If you’ve ever wondered “What is my baby trying to tell me?,” read on! Let’s explore the sounds that babies make, the milestones related to those vocalizations, and what the research says about “baby language.” We’ll also share some tips parents can use to help their baby communicate.
Babies begin making their sweet little coos in the first few months of life, typically in the 0-3 month range. Coos are the simple, happy sounds you hear your baby make throughout the day–sounds like ooooooo, ahhhhhh, or mmmmmmmm.
Have you seen your baby do this as they’re looking around? Or maybe even looking at you? Coos are some of the earliest sounds babies make to communicate how happy and content they are. So the next time you hear a sweet coo, be proud of how secure and happy your little one is feeling!
Around age 4 to 6 months, your baby will likely start laughing. This is one of the most fun milestones in a baby's first year.
You can make silly faces, make funny noises, or playfully bounce your baby up and down to try to get a laugh from them. You never quite know when that first giggle will appear, so keep your camera handy!
Your baby’s laughs may seem uncoordinated or soft in the beginning, like a little giggle. But over time, you’re bound to get some big belly laughs!

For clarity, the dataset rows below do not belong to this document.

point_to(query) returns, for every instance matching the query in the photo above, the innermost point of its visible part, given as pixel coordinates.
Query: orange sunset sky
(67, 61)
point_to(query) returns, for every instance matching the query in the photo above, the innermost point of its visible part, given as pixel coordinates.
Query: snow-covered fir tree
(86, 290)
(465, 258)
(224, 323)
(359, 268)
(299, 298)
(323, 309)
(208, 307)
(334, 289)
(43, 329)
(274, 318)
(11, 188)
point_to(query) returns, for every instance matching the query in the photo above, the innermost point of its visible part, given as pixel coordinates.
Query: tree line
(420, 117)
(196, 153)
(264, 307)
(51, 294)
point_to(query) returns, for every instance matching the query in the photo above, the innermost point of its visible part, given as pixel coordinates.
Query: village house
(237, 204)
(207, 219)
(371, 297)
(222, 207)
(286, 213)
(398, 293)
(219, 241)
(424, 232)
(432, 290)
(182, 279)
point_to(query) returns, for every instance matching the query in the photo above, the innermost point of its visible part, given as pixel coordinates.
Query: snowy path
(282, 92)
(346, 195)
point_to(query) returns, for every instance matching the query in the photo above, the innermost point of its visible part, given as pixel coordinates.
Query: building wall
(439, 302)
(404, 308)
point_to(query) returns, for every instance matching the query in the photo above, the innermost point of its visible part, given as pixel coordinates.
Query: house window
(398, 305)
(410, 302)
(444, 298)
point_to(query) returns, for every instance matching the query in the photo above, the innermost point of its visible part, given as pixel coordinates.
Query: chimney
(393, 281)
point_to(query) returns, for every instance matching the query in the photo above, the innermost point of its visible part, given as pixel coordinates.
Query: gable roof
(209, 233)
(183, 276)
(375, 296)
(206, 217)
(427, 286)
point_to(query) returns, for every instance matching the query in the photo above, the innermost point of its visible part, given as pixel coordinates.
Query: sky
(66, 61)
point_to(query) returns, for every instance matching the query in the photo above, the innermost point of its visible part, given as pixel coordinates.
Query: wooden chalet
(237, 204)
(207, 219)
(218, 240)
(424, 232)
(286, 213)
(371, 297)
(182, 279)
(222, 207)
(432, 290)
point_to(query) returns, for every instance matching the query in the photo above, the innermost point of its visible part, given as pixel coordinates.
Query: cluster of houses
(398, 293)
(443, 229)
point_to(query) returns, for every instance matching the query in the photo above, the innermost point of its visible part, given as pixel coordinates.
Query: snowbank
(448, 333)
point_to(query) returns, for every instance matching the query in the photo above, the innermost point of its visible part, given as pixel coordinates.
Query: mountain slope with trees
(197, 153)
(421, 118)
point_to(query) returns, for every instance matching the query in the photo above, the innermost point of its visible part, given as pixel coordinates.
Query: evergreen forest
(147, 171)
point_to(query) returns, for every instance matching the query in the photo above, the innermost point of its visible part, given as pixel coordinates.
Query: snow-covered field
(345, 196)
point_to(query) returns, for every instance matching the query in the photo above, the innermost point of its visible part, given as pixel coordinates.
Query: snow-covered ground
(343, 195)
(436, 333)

Another cute sound you may notice your child making is what we call “raspberries.” This is when they stick their tongue between their lips and blow–maybe giving you a spray in the process! Your baby could begin making these fun sounds around 4 to 6 months of age.
Try sitting face to face with your baby. Make the sound to them, and see what they do! One day they may do it right back to you. This is a way your baby can verbally “play” with others. It’s also a way they experiment with the different sounds their mouth can make.

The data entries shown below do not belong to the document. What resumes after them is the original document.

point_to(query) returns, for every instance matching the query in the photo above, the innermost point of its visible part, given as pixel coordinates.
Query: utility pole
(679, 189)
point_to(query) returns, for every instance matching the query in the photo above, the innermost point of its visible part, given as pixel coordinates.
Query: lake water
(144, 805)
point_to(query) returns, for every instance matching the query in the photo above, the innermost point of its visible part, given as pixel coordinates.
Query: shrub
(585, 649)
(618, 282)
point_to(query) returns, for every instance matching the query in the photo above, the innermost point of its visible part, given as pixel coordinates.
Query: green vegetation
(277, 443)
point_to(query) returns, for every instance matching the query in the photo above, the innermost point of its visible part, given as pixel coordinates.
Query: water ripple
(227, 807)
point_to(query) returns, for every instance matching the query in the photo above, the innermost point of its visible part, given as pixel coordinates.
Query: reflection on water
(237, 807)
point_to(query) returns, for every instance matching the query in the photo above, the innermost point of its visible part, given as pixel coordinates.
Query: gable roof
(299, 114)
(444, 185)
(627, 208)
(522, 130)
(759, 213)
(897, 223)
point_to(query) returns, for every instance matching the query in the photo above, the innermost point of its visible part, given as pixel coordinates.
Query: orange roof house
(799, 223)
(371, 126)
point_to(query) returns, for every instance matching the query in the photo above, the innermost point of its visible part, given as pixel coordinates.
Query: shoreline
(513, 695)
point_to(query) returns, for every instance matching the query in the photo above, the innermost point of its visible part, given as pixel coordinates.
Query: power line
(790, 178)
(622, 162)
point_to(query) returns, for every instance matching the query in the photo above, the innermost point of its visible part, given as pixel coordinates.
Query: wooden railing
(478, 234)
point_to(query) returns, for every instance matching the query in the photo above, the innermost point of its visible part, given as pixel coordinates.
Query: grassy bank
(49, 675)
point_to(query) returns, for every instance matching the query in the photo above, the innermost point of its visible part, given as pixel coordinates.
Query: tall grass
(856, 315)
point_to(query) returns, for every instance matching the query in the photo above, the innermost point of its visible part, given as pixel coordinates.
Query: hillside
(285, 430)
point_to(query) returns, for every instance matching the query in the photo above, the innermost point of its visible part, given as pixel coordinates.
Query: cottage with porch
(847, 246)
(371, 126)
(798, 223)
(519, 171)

Those cute mamama and bababa sounds will likely come next in your baby’s development. Babies typically start babbling at around 7 to 9 months.
Babies begin babbling with what a speech therapist would call “strings” of babbles. Typically, these are a consonant and a vowel repeated over and over, like papapapa.

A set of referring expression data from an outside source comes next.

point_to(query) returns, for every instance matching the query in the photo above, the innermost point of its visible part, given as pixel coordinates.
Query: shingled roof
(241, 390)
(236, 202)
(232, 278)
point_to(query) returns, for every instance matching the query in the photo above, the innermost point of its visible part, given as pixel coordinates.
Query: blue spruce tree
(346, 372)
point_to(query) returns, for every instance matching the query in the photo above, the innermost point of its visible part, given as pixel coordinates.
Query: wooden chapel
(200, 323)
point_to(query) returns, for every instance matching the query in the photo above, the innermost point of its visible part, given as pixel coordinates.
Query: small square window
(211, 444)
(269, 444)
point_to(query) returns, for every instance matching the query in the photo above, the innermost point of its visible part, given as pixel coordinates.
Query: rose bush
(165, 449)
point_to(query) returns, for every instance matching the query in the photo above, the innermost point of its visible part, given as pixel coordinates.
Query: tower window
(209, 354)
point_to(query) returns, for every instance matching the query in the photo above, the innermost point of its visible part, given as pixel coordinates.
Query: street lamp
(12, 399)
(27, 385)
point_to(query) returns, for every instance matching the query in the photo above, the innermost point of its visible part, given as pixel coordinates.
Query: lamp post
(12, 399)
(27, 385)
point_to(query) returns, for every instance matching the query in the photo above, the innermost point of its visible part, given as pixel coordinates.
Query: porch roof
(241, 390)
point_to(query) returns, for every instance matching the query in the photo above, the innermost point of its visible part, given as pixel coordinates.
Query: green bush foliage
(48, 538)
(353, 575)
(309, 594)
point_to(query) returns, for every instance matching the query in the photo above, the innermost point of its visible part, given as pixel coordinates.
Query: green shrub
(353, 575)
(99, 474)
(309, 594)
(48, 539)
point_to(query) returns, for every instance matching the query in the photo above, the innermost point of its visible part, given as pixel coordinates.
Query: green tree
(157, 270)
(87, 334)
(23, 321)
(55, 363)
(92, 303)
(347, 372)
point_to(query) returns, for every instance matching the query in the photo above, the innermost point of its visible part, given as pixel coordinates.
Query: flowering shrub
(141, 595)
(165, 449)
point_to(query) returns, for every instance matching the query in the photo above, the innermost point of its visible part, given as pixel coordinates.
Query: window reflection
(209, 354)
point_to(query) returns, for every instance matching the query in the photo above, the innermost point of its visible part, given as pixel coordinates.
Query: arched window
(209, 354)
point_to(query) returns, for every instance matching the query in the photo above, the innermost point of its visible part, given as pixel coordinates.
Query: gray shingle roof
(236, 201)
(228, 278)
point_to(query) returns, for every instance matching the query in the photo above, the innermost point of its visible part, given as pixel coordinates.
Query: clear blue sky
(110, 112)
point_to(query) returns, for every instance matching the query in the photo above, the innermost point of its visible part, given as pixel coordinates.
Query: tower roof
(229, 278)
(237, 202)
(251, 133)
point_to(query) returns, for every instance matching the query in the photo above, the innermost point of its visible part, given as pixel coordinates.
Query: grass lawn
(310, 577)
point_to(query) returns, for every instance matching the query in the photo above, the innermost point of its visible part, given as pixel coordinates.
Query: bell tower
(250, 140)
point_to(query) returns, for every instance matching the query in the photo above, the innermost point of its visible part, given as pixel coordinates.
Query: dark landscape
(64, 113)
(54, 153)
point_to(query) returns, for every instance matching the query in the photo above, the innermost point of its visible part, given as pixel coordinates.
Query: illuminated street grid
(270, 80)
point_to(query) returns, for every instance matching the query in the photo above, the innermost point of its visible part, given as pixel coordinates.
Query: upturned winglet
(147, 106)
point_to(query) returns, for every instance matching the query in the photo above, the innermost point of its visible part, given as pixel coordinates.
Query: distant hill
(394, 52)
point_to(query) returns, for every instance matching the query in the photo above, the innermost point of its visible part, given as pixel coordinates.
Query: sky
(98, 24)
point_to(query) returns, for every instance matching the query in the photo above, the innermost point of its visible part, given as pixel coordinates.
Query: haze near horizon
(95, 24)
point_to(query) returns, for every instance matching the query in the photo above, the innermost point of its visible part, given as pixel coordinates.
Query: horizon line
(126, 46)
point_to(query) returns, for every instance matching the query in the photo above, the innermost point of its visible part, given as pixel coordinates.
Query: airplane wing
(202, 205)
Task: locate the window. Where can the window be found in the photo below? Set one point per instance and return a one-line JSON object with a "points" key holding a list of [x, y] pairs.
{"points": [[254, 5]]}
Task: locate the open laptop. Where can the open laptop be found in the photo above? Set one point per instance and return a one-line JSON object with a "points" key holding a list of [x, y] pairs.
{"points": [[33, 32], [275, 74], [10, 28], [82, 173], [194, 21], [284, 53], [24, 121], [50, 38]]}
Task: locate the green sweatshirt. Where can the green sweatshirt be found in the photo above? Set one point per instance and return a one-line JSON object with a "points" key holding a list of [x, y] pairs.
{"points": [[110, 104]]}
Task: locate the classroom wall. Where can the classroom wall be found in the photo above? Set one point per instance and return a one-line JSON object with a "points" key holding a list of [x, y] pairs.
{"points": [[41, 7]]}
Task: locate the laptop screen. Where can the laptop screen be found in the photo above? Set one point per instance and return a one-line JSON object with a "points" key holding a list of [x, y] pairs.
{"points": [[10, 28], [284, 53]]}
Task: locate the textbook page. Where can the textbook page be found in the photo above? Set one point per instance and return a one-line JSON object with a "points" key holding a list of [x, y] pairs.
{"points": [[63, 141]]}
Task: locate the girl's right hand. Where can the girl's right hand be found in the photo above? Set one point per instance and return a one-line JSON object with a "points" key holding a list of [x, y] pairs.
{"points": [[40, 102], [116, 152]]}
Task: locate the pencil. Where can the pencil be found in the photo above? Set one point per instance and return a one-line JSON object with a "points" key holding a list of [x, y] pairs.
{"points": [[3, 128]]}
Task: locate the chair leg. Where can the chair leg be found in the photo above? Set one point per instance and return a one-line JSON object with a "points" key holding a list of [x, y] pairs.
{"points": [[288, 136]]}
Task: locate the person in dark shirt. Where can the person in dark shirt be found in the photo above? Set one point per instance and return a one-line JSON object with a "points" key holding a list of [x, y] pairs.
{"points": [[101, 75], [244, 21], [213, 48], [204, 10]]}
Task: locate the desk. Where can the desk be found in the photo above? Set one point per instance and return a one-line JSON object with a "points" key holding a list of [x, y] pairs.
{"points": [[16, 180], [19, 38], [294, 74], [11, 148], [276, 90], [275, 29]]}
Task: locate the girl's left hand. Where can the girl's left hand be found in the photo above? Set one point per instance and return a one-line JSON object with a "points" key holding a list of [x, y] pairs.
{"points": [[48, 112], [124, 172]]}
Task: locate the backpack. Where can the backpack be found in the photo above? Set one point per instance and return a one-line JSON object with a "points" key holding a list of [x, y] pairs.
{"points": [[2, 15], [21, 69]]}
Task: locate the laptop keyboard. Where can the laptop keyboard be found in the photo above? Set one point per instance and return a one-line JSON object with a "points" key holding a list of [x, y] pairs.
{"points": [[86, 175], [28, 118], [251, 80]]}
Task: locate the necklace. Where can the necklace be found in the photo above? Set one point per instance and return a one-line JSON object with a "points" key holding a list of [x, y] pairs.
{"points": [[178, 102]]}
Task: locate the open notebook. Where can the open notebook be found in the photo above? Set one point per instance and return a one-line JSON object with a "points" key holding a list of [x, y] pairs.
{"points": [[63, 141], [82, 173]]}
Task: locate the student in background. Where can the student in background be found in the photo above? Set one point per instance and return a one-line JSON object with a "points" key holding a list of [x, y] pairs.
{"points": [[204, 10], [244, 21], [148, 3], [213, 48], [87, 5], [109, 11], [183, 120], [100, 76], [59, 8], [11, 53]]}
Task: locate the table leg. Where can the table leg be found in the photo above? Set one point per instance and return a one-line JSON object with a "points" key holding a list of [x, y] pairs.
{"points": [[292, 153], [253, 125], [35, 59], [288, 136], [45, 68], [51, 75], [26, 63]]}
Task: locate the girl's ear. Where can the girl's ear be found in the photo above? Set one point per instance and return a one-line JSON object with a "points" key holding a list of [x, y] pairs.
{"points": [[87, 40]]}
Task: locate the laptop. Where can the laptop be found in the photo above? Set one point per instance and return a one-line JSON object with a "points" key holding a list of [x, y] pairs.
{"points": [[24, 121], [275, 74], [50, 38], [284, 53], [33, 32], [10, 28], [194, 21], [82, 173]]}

The first consonants you will likely hear developing in your child’s speech are /m/, /b/, /d/, /p/, /h/, /d/, and /w/. You should also hear various vowel sounds.
Over time, these babbles begin to take on meaning. Then they become a little shorter, as your baby realizes these sounds can make words. Around your child’s first birthday, you can be on the lookout for their first word. Maybe their dadada babbles become Dada to request or name their father. Or maybe buhbuhbuh becomes bye bye!
Once your baby is 1 year old or a few months older, they may start saying some words, mixed in with some mature babbling. You should also hear them start to use intonation, similar to how adults speak.
When we speak, it’s not in a monotone. We move our voice up and down using different inflections. Think about how you might say to someone, “I am SO hapPY to see YOU!” Can you hear the slight sing-song that’s part of this sentence? Babies pick up on this and will start using it in their verbalizations.
Another example is the way we ask questions. Notice how the inflection rises at the end of a question: “Do you have practice todAY?” Babies notice subtle changes in intonation like this, as well. So one day, instead of your toddler simply saying “more,” they may ask “more?” with a rising inflection. Many parents might not recognize this milestone. But once you know to look for it, it’s an exciting skill that should be celebrated!
Understanding your baby’s sounds and cries
All parents and caregivers have been there–trying to figure out exactly what your little one wants or needs. Why are they upset? What are they trying to tell me?
Your baby may have different types of cries, but wouldn’t it be helpful if you knew what they wanted before the crying began? Priscilla Dunstan, an Australian parenting expert, created Dunstan baby language to reflect how babies from birth to 3 months communicate. She claims that babies around the world make specific sounds before they get upset and begin crying. Understanding these verbalizations can help you figure out what your baby needs or wants. You can think of it almost like a secret language that all babies “speak.”
The five sounds in Dunstan baby language are:
1 Neh = “I’m hungry!"
2 Eh = “Burp me!"
3 Eairh or earggghh = gassy or needs to poop
4 Heh = physically uncomfortable (hot, cold, or wet)
5 Owh or oah = sleepy
The effectiveness of Dunstan baby language is still being studied. But some research does back it up. For example, a study published in 2020 attempted to classify these baby vocalizations and resulted in an accuracy rate of 94.7 percent. Another study showed that being trained in Dunstan baby language lowered stress levels among new mothers.
While Dunstan baby language isn’t formally established, it’s certainly worth looking into–especially when your baby is crying and nothing seems to help. If you’ve got a little one at home, try it out, and see if they follow this pattern!
Regardless, one of the best things you can do for your baby’s language development is to interact with them. Make funny faces, sing songs, babble right back to them, and talk to them often. Even if your baby doesn’t yet have the words to respond, they’re soaking up everything they hear.